Paul Krugman notices that the new right-wing hard money view is ideological and anti-empirical, as opposed to Milton Friedman's monetarist views:

What did I mean here when I said that Milton Friedman was on the same side of the divide as Keynes, and the other side from people like Ron Paul? I meant that Friedman-type monetarism was technocratic, not moralistic; he advocated a constant growth rate of the money supply on the basis that it works better than activist policy, not on the grounds that printing money is confiscation.

There are, broadly speaking, two kinds of right-wing economic logic. One is the argument from rights -- big government is an imposition upon freedom, the argument goes, so it is wrong regardless of its practical impact. The other kind is purely practical -- big government backfires, harms its intended beneficiaries, stifles growth, etc. Liberal economic arguments dwell almost entirely on the second grounds, while conservatives mix the two.
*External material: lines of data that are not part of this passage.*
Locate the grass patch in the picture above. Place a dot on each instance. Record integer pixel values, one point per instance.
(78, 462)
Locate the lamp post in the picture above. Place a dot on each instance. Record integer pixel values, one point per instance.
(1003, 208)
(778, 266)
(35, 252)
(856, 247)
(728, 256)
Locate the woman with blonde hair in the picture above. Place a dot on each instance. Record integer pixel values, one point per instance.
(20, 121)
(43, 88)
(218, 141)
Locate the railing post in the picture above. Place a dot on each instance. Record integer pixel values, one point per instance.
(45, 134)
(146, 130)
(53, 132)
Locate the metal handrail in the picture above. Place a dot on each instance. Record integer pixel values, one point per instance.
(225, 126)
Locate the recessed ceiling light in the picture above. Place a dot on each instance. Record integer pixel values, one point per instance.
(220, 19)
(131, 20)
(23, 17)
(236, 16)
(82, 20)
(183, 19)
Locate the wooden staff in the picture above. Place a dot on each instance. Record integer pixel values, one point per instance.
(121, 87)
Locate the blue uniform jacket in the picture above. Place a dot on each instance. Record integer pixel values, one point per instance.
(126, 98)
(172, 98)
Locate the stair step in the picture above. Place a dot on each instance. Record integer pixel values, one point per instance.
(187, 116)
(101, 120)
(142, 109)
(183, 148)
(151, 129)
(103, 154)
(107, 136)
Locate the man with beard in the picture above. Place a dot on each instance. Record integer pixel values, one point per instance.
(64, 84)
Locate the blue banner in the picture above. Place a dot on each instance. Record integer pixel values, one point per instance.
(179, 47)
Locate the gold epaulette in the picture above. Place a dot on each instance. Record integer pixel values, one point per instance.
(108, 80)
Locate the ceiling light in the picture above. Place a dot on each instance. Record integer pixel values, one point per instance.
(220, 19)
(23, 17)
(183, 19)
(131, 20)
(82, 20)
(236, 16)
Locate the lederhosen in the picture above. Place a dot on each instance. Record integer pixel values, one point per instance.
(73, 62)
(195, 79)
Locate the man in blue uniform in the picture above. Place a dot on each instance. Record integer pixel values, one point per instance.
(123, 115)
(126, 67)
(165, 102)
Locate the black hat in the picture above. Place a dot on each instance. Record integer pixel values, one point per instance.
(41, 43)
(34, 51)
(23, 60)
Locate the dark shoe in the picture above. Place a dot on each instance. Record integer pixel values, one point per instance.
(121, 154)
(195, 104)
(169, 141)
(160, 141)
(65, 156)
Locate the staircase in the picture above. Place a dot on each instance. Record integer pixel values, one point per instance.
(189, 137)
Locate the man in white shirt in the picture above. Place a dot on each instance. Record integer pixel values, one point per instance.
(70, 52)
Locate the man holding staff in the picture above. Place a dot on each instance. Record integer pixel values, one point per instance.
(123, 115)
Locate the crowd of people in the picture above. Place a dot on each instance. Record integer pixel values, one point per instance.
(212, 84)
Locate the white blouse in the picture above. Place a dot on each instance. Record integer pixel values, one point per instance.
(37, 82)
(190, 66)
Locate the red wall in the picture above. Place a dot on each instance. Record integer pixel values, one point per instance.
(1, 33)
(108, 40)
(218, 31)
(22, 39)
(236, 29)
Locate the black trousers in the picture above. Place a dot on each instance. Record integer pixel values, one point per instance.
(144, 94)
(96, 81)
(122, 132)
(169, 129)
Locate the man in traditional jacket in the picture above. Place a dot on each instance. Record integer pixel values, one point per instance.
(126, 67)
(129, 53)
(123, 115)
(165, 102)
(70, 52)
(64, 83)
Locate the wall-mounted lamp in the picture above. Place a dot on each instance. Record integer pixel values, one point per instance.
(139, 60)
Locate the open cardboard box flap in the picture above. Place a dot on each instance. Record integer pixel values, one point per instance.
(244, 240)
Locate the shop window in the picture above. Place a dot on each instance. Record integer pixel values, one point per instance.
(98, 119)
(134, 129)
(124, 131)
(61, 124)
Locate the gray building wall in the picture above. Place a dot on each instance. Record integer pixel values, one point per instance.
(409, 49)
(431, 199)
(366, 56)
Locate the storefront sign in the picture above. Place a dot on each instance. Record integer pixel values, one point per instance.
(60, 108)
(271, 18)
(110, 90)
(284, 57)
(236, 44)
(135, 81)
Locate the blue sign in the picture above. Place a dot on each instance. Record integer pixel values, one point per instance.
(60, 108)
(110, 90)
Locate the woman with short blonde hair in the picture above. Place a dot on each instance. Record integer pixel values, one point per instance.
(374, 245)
Ironically, Friedman himself was one of the most powerful moralists for economic libertarianism generally, arguing, "freedom in economic arrangements is itself a component of freedom broadly understood, so economic freedom is an end in itself." Likewise, former Bush economist Greg Mankiw has a paper arguing on moral grounds that the government should not redistribute income. Friedman and Mankiw are both brilliant economists. But their technocratic skill can't be viewed in isolation from their deep-seated moral beliefs.